Doing what it does best
KEITH Pitt announcing $66 million to upgrade the modelling for the Murray-Darling Basin Plan, that was supposed to deliver a triple bottom line. Environmental, economic and social and so far it has destroyed environments for the farmers in the Goulburn Murray irrigation area and southern NSW area, a total economic disaster, as for social, ask yourself if trading water for profit is socially acceptable.
By now most of the people that voted for the National Party in the past have woken up that the Murray-Darling Basin Plan was specifically designed to make water a commodity to enable it to be traded on the Stock Exchange and it is working perfectly.
So again, the National Party is doing what it does best, wasting the taxpayers’ money.
The first question that everyone in irrigation areas should ask is. What the hell are you going to do with all this supposed environmental water? You won’t get an answer from the politician, so I will save them the embarrassment.
Sell it back to the surviving peasant farmers who used to vote for the National Party at the highest possible price to make profits for their investor mates.
The second question: Why is there a shortage of water? I will be happy to give the answer to anyone who hasn’t worked it out for themselves yet.
Russell Crichton,
Cohuna
Winners against losers
OH, how different we see the reactions from our Canberra bubble when they have the problem, instead of dictating to others who they see as being the problem.

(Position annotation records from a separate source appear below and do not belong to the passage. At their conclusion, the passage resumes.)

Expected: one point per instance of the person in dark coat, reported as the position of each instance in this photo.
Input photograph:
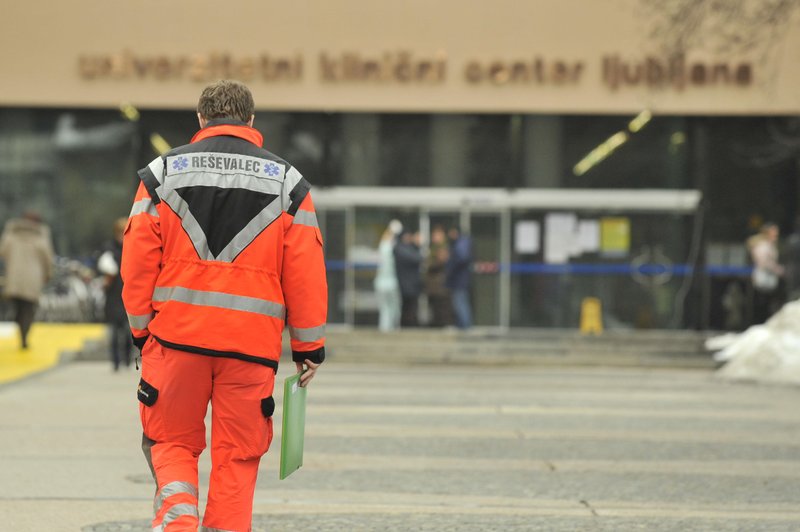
(459, 266)
(115, 315)
(408, 262)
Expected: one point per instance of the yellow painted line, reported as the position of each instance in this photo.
(47, 341)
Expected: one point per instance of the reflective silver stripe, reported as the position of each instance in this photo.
(139, 322)
(201, 179)
(311, 334)
(224, 163)
(142, 206)
(179, 510)
(306, 218)
(171, 489)
(220, 300)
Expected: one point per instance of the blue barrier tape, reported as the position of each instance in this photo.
(538, 268)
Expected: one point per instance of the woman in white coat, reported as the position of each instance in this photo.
(387, 289)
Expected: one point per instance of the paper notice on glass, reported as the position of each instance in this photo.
(527, 237)
(615, 236)
(559, 237)
(589, 236)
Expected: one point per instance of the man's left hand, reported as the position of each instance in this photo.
(310, 371)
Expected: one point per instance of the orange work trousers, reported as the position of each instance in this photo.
(174, 393)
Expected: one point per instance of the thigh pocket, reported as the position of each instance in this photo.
(147, 393)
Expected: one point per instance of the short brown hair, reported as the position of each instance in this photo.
(226, 99)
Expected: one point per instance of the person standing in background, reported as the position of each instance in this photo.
(27, 249)
(387, 290)
(408, 261)
(438, 295)
(792, 263)
(459, 265)
(116, 318)
(767, 272)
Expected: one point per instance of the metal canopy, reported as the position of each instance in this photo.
(629, 200)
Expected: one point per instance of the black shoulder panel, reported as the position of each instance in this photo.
(150, 183)
(297, 195)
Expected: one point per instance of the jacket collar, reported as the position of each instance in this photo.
(233, 128)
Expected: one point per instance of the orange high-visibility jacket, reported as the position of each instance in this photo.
(222, 248)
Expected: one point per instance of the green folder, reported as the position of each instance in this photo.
(294, 424)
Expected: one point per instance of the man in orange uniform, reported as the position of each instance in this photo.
(222, 248)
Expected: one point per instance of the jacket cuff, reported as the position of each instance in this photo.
(140, 341)
(316, 356)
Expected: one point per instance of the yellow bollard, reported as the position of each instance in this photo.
(591, 316)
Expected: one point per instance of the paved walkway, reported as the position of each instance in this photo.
(436, 448)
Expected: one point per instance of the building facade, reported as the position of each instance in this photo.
(622, 149)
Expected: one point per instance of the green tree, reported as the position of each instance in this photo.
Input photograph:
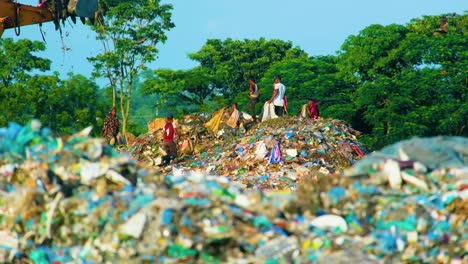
(306, 77)
(18, 61)
(129, 33)
(180, 91)
(230, 63)
(407, 81)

The bureaucracy looks on the severity of the problem in a totally different light, and the weak politicians seeking nothing other than re-election react accordingly.
This week we learn that Canberra’s sewerage treatment plan has released effluent into the Molonglo River, which joins the Murrumbidgee River and feeds numerous regional communities.
If a dairy farmer had released any effluent into the Murrumbidgee (or any other river) there is no doubt the full force of the Environment Protection Authority would have been forced upon him (or her).
But when it’s one Canberra bureaucracy protecting another Canberra bureaucracy, it seems the response is different.
The ACT’s Environment Protection Authority says the discharges are “permitted” under an “environmental authorisation”, despite Canberra University Professor Fiona Dyer stating there was some “potential risk to human health”.
Is it any wonder our farmers and regional communities get fed up with a “one rule for us, another for the rest” bureaucratic philosophy?
Let’s be clear: effluent discharge into our river systems is not okay, even if the ACT EPA claims it is “insignificant”.
In 2015, a CSIRO report revealed that wastewater and sewage leaking into rivers was contributing to algal blooms. Even after treatment, wastewater contains nitrogen and phosphates which are the key ingredients to these blooms.
If farmers allow waste or run-off into the waterways they are prosecuted by the EPA in their state and potentially face serious fines. Yet it seems that in Canberra, it’s ok.
This is the city where I have seen them brag about their sewerage treatment system, yet now we learn through this week’s report that it was completed nearly 50 years ago and is under pressure from a growing population.
Do we get frustrated with the Canberra bureaucracy? You bet we do.
They have forced on our regions a dysfunctional Murray-Darling Basin Plan that we were told was to protect our environment, but in reality is only designed to protect politicians and their precious marginal seats.
They have no consistency in their rules or decisions, other than a consistent bias against anyone who has to be collateral damage for the political agenda that is always the priority.
And here is yet another example. If we were serious about healthy rivers and a healthy environment, our politicians and bureaucrats alike would look at the big picture and give us a Basin Plan that was well thought out, delivered effectively and flexible enough to be changed to suit changing circumstances and the environment.
Instead, we were delivered a plan that focuses on water volumes, not water quality or maximising the use of this resource, whether this is for environmental or productive purposes.
So we are left with a total mess that plays winners against losers, with the latter generally being our food producers because they are the ones in safe electorates (like Farrer), where there is no political willpower to promote solutions that will benefit the nation, rather than the politicians.